1 lb medium shrimp
2 tbsp minced garlic
3 tbsp soy sauce
1/2 tbsp black pepper
2 spring onions, chopped
1 carrot, thinly sliced
1 stalk celery, thinly sliced
1 hard peel snow peas
Directions
1. Boil shrimp in hot water for approximately 8 minutes.
2. Rinse in cold water. Shell and de-vein.
3. In a heat proof bowl, add shrimp, soy sauce, and garlic. Then all
remaining ingredients and top with black pepper.
4. Place bowl in steamer and cook for approximately 25 minutes.
Servings: 2 servings
Chinese Shrimp Recipe brought to you by Recipe Ideas
Categories: Asian; Chinese; Fish; Seafood; Shrimp
The History of Recipes
Transcribed cooking instructions as an idea can be tracked far back into the distant past, in truth as far back as the Egypt of the Pharoahs, and potentially, even further back. In practice though, sadly, these old cookbooks were just simple pictorial, hieroglyphic or cunieform recipes for food preparation.
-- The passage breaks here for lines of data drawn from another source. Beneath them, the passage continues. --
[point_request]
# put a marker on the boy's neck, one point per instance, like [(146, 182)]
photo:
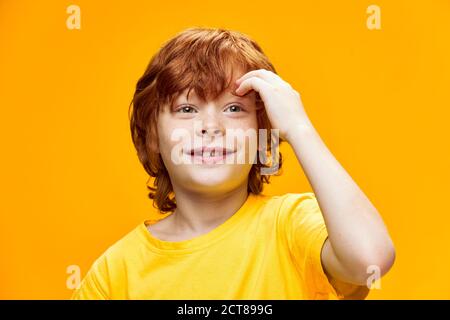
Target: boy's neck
[(198, 213)]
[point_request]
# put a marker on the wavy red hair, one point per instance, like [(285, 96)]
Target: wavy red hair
[(200, 59)]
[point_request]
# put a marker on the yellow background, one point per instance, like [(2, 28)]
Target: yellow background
[(71, 183)]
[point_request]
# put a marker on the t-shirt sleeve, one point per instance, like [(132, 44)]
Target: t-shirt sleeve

Fascinatingly, the most ancient recipe in existence, according to food historians are a few stone tablets in the Sumerian language which show the making of bread which is then used to make a drink, quite possibly a form of beer as it is recorded as making drinkers feel `exhilarated, wonderful and blissful`. As we move into The time of the roman empire around 25BC a roman called Apicius created a collection of scripts which described recipes cooked by his fellow Romans. In his publication, he tells us how the meals were divided into hors d`oeuvre, main course and afters, a style of dining still practiced today. Aspicius describes how the cooks of Roman times were skilled in the use of a good variety of herbs, including a few that will be familiar to modern chefs like basil, rue and dill. Moving our culinary historical trip onwards, there were two books published in the fourteenth century - a cookery book published under the title `Forme of Cury`, and another called `Curye on Inglish`. The titles are a little misleading though, these are not about the spicy food that is popular today, but rather accounts of the types of meals on the tables of the rich people of those days. In the 15th century, people returning from the crusades brought us many new foods and spices from Arab cooking, including spices like coriander, parsley, and basil. The introduction of these new tastes prompted an increase in cookery books, many of which are now in private cookery archives. When we get to the 1900s, cookery books are starting to become popular as a result of more people being able to read, people having increased spare time and having more money to spend. |
We hope you enjoy this Chinese Shrimp recipe.